At a status conference in 24 CCR 239779, State of Texas v. Kelvin Ogobejeli Iton Itonodon, the court confirmed a pretrial date for Oct. 30 and heard that the defense and prosecution are discussing diversion and pretrial intervention possibilities.
Defense attorney Mister Kovac told the court, "I've looked at everything ... We have everything, including the Brady disclosures. ... We're ready to proceed. We've got a pretrial scheduled October 30." He said he hoped to resolve the case and that his client could pursue diversion if certain blood-alcohol conditions were met.

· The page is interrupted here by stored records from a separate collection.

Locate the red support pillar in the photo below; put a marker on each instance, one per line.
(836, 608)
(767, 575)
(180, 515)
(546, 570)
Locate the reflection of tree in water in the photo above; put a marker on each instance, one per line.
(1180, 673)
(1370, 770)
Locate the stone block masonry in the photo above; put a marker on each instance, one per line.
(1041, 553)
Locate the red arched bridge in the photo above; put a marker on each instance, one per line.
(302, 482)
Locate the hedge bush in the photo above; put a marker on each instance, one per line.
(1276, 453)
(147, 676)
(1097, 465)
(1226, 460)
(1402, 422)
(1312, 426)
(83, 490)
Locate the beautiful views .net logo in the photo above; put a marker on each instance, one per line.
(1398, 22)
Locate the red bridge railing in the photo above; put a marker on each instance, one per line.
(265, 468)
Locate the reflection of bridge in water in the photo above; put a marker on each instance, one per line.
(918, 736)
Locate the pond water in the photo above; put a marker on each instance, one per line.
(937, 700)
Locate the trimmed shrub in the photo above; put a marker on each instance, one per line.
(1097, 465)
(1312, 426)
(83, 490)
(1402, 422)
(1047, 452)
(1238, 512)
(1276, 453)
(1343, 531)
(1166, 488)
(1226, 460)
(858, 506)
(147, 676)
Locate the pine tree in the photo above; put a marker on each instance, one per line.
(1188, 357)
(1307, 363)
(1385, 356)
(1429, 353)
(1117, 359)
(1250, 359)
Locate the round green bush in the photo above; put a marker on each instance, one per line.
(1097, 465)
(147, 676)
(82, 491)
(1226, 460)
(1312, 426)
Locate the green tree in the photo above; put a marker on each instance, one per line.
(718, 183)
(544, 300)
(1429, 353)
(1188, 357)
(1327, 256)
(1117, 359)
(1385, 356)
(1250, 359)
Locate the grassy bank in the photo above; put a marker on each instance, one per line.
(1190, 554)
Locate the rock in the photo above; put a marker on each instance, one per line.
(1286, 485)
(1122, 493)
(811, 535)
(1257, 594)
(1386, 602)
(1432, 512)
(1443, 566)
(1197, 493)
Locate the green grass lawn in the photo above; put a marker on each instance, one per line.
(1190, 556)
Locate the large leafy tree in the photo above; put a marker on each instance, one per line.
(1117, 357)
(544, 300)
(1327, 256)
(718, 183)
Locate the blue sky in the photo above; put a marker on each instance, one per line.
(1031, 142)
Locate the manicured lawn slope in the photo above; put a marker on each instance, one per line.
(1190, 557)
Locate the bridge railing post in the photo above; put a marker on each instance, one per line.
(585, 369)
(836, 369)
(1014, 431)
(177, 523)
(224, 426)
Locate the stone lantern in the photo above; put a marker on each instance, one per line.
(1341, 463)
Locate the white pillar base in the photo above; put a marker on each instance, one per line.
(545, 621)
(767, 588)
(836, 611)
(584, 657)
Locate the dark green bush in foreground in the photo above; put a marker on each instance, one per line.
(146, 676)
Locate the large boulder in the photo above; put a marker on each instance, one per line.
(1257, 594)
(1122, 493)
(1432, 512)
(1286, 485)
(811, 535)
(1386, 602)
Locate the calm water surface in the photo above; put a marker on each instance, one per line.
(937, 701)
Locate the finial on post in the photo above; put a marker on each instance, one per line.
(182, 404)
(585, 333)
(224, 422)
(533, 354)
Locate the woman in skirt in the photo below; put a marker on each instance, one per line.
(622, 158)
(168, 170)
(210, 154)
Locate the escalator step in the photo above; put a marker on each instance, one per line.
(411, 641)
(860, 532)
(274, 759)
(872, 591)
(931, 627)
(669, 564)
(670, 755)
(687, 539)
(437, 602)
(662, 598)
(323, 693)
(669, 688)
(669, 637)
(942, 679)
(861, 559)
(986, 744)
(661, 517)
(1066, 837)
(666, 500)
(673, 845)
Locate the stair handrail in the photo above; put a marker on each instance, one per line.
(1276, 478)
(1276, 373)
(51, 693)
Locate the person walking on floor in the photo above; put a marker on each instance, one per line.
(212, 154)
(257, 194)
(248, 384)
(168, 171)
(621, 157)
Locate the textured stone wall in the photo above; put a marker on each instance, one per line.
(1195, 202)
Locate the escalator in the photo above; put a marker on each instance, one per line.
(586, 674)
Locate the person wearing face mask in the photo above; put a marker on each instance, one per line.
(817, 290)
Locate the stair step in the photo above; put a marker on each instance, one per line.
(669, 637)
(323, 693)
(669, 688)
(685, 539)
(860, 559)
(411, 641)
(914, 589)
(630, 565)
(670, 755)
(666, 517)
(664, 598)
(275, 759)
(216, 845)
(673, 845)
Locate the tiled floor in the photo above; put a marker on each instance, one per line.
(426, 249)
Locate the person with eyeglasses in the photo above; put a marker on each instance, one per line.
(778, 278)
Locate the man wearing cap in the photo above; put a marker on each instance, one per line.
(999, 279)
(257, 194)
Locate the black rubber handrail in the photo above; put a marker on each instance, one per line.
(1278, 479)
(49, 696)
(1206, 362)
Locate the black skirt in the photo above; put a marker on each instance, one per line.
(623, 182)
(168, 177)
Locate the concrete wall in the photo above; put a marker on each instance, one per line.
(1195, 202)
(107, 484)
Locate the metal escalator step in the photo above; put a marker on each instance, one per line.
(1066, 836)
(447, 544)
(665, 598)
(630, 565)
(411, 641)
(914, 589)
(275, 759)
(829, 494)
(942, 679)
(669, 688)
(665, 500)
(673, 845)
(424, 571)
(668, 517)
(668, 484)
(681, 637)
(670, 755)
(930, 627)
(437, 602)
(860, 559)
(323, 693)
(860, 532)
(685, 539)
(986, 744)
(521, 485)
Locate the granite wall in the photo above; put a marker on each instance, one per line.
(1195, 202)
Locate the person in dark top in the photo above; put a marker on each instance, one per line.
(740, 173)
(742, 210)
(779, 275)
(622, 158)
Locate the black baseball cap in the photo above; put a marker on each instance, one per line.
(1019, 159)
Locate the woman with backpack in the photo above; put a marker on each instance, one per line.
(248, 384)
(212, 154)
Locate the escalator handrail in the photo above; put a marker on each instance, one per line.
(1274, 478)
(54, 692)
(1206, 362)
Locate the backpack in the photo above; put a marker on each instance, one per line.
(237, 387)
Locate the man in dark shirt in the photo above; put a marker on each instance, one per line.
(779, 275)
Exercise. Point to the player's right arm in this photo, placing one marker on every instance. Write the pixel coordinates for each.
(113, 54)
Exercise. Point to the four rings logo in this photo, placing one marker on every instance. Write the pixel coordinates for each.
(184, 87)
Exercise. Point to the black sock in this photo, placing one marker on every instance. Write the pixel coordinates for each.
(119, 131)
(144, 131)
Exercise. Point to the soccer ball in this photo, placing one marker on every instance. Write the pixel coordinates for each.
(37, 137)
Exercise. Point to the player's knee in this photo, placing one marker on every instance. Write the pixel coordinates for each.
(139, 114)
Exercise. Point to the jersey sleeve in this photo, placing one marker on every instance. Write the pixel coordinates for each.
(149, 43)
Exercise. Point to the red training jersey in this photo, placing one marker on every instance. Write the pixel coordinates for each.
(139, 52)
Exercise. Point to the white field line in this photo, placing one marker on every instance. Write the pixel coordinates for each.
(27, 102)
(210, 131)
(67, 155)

A prosecutor advising the court noted the defendant's BAC "is actually within the range to submit a packet to our office for consideration of the PTI contract since it is below a 0.18," and that if counsel "can get a packet in sometime soon, we can review that." The prosecutor asked that the packet be submitted so the office could evaluate PTI eligibility before the pretrial.
Why it matters: The prosecutor described an internal cap for pretrial intervention (PTI) consideration at a BAC below 0.18; defense counsel said reducing a reported 0.15-level reading could affect diversion eligibility. The court left the pretrial date in place for Oct. 30 and encouraged the parties to exchange information and, if applicable, file a PTI packet.
Discussion versus decision: The court set the pretrial date and recorded the parties' plans; no plea or diversion was formally approved in court.
Next steps: Defense counsel said he would work with his client and hoped to assemble any packet within a few weeks so the prosecutor's office could review it prior to the Oct. 30 pretrial.